The Importance of Knowing Your Race


A person’s race is a social category used to group people with similar physical features into categories that are generally viewed as distinct within a society. These groups are often further defined by other criteria, including ancestry and history. Although the word race carries negative connotations, it can also be associated with a sense of cultural pride, such as in popular music movements through the years that have encouraged African Americans to view their skin tone as a source of beauty and strength.

While clear biological differences between races may have existed hundreds or even thousands of years ago, today most scientists doubt that such differences exist. The concept of race has more to do with social interaction and hierarchies that developed around the 1700s than with biology. For example, Irish, Italians and Eastern European Jews who left their homes in search of better lives were categorized as white when they arrived in America, even though their physical characteristics might more closely resemble those of blacks or Mexicans.

The current Census questionnaire asks people to select one of nine racial categories: white, American Indian or Alaska Native, Asian, Hawaiian or other Pacific Islander, black or African American, Hispanic or Latino, and Native Hawaiian or other Pacific Islander. Many people have mixed ancestry, so they may choose more than one racial category to reflect their personal experience. The Census Bureau acknowledges that the racial categories do not reflect anthropologically or genetically defined racial groups, but that it has been necessary to provide data for populations that have traditionally been grouped by this measure because of the importance of addressing societal issues such as income inequality and discrimination.

Research shows that socioeconomic factors correlated with a person’s race or ethnicity have important consequences for their health and well-being, including their ability to achieve the American Dream of homeownership and wealth accumulation.
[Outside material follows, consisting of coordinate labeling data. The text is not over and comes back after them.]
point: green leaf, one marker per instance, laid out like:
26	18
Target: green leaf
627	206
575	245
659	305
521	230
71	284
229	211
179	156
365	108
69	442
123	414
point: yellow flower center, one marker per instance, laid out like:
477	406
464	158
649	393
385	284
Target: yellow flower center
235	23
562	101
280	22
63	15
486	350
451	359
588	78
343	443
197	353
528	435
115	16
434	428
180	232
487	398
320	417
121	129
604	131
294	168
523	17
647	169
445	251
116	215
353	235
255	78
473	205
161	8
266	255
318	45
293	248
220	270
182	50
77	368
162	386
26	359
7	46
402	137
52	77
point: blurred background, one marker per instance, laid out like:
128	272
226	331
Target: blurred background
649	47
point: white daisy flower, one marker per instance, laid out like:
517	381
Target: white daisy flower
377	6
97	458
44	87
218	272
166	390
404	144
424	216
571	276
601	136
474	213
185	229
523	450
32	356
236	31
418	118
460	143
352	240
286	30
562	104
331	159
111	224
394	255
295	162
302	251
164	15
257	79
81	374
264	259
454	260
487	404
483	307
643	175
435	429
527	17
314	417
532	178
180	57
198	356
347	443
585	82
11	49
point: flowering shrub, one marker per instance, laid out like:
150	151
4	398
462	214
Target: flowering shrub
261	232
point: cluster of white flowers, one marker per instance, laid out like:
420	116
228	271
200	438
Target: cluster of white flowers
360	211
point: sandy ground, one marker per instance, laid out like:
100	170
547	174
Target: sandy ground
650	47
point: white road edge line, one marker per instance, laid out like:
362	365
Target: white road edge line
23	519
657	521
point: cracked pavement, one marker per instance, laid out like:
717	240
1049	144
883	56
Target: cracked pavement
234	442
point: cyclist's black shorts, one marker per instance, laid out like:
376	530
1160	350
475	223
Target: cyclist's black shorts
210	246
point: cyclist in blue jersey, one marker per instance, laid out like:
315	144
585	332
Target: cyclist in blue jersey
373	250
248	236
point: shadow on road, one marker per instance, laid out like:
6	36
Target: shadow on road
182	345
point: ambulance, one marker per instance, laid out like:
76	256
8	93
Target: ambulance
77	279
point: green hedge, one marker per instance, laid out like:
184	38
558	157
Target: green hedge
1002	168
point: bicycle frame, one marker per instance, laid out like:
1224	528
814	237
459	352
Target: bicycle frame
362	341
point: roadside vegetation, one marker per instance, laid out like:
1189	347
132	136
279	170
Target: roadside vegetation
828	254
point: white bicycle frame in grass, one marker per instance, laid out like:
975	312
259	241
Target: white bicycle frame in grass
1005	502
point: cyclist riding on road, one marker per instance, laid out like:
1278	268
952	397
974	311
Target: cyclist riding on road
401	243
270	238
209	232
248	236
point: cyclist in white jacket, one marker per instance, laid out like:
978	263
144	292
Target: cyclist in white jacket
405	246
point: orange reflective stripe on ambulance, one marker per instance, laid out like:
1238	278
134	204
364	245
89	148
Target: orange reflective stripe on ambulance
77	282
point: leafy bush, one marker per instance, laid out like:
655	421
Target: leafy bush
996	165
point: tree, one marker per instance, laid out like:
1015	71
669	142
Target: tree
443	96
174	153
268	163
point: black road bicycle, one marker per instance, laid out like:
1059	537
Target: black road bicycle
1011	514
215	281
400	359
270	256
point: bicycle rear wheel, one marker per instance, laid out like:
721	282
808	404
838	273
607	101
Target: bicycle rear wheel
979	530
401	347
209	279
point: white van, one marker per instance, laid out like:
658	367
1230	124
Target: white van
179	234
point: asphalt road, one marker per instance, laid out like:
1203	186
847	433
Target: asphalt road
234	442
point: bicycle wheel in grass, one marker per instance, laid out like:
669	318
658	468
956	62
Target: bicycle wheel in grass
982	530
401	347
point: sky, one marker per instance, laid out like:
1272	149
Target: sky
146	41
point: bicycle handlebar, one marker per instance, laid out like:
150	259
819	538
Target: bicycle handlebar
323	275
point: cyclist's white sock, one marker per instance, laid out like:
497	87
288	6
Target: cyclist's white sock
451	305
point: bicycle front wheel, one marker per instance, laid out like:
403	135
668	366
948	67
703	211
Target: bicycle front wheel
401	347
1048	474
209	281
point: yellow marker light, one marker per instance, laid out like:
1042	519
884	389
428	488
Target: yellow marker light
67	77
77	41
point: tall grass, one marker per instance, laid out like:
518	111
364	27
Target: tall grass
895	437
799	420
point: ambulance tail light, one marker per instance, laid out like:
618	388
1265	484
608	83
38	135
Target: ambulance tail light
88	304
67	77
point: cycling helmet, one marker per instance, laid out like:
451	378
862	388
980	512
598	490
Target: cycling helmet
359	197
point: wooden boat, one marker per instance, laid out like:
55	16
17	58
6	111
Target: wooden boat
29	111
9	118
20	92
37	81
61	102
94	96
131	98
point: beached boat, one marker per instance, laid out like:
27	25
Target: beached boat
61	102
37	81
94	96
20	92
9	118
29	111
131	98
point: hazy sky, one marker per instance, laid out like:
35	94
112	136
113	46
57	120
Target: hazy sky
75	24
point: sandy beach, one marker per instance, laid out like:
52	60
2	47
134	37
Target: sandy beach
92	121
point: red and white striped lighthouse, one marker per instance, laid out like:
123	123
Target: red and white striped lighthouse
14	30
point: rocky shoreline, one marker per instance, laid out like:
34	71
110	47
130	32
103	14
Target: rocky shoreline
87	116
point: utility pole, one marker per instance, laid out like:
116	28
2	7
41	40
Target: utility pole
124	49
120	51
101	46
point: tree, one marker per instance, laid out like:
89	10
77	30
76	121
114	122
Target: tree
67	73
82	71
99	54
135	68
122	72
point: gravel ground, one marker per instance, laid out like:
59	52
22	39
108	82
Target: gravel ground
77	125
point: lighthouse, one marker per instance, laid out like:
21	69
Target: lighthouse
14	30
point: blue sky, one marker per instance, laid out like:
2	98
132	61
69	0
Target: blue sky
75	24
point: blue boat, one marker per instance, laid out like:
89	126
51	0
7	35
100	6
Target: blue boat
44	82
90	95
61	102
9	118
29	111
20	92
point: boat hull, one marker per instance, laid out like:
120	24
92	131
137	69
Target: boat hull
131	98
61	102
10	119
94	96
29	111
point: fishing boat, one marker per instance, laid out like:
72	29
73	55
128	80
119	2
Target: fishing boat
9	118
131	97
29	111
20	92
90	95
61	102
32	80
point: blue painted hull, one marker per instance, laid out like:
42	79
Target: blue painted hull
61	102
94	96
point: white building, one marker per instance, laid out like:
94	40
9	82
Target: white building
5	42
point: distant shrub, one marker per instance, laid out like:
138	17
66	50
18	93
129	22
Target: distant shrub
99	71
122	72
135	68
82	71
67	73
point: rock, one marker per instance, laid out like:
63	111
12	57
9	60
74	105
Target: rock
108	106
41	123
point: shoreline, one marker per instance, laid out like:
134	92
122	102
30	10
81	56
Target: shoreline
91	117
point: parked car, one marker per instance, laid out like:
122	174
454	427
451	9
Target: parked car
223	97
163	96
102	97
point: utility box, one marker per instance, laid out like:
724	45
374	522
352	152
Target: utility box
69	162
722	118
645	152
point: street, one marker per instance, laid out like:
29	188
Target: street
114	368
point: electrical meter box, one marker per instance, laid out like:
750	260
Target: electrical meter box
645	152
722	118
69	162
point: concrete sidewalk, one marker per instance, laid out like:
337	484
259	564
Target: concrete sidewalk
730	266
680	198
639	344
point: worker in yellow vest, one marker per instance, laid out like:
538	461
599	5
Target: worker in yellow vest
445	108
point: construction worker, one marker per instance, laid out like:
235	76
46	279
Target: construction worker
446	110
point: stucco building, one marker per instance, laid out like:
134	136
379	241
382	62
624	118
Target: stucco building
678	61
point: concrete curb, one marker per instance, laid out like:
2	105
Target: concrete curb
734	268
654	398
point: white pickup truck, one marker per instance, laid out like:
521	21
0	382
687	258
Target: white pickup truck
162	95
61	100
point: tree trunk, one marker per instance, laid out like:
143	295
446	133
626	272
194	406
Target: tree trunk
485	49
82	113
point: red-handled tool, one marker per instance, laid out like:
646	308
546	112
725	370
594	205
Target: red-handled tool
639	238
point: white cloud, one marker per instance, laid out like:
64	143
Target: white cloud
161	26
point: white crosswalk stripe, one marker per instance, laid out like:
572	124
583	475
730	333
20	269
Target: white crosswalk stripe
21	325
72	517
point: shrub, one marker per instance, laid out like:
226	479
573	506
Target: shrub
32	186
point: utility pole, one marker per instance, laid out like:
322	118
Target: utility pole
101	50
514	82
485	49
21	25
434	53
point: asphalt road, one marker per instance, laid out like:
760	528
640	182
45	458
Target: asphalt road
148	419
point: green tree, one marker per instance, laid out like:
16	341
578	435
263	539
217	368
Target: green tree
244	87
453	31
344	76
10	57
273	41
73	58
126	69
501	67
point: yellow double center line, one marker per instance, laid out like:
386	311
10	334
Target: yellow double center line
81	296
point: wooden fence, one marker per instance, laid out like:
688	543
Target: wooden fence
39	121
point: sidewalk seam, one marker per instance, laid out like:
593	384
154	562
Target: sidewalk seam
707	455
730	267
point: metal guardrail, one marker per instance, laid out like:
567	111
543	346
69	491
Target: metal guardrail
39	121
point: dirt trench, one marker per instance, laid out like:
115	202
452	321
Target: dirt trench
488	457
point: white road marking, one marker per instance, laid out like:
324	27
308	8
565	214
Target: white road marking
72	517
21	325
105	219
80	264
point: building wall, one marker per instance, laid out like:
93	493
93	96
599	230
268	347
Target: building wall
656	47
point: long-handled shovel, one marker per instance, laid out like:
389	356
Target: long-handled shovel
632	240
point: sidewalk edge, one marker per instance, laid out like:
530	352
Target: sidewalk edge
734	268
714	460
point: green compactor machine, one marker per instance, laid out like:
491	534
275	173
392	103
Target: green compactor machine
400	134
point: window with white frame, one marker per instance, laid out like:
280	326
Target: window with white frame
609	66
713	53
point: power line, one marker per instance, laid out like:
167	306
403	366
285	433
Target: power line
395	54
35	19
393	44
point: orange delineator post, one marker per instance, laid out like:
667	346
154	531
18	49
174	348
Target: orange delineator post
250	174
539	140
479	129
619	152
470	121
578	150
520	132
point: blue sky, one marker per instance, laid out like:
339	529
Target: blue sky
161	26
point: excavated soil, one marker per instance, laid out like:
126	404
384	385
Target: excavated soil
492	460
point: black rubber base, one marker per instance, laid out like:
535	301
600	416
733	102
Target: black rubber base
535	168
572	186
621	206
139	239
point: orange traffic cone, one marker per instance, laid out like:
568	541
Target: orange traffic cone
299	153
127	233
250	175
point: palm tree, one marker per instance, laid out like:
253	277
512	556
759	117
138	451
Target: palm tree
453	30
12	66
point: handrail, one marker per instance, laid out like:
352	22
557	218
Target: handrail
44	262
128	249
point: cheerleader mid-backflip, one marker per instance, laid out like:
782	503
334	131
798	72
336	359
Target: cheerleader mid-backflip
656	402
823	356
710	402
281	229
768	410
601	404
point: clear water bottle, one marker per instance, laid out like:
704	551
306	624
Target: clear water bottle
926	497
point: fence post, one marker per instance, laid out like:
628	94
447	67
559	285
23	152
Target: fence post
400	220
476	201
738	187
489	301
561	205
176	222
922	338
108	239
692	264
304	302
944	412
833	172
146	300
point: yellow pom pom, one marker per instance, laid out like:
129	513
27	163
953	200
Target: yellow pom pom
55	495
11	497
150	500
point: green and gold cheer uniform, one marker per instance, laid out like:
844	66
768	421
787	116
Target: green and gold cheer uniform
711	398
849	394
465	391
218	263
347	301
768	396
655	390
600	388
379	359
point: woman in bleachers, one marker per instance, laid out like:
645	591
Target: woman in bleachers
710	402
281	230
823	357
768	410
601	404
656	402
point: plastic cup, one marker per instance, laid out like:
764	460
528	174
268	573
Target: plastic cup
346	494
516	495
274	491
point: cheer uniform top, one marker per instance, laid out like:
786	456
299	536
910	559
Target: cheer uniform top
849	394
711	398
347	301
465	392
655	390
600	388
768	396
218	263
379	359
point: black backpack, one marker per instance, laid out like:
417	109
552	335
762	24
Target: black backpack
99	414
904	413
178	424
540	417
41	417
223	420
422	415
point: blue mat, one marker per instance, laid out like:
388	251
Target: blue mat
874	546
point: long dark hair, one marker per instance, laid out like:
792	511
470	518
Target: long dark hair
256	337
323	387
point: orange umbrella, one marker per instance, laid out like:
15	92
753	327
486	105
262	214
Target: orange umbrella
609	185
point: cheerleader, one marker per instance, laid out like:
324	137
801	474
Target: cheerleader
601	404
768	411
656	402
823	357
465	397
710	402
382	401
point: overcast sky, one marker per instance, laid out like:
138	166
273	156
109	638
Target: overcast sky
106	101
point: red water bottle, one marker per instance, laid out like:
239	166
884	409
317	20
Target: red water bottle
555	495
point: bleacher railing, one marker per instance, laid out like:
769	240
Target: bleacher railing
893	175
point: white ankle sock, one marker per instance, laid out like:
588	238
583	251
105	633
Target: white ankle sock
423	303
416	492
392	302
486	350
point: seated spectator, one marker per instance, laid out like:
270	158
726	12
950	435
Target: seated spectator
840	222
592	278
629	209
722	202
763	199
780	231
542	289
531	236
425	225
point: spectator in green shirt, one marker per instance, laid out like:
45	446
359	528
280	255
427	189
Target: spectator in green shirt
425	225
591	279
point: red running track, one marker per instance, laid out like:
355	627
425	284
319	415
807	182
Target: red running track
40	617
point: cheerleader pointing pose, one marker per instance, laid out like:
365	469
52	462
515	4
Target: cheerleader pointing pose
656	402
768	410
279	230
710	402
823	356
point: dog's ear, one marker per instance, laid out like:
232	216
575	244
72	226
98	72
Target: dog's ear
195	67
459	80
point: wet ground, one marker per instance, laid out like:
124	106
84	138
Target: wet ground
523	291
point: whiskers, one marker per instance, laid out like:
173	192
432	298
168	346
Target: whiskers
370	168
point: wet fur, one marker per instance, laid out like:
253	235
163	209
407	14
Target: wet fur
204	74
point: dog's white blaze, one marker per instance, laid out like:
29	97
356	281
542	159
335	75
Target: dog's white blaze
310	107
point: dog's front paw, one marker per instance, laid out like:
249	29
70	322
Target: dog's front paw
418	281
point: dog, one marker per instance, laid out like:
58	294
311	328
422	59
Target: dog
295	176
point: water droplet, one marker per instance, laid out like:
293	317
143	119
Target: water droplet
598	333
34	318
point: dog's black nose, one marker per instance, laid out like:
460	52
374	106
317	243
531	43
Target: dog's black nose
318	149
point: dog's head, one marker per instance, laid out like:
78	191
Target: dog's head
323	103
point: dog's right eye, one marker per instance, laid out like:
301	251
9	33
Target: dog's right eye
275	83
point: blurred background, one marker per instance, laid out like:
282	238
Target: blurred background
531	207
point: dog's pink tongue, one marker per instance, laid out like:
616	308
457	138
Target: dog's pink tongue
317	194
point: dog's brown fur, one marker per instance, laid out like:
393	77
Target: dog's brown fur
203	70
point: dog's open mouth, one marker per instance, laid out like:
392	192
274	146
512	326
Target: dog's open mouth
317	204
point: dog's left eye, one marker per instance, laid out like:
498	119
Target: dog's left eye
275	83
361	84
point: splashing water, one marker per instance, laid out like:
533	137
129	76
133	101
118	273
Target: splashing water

The vast majority of these factors are outside of a person’s control, such as their parents’ education level and income or whether they grew up in an urban or rural area. In fact, factors correlated with a person’s racial or ethnic identity are more likely to hold them back from attaining higher levels of wealth than they are to propel them into the top of the wealth distribution.

The Census Bureau is working to address the impact of these racially driven differences by developing and testing methods for more accurate and objective measurement of wealth. In the meantime, it is critical for people to work together to promote healthy, equitable communities for everyone. Educating children about the harms of racism, forging strong support systems, and talking openly about the experiences of being a minority can help reduce these disparities. These efforts will help all of us live longer, healthier lives.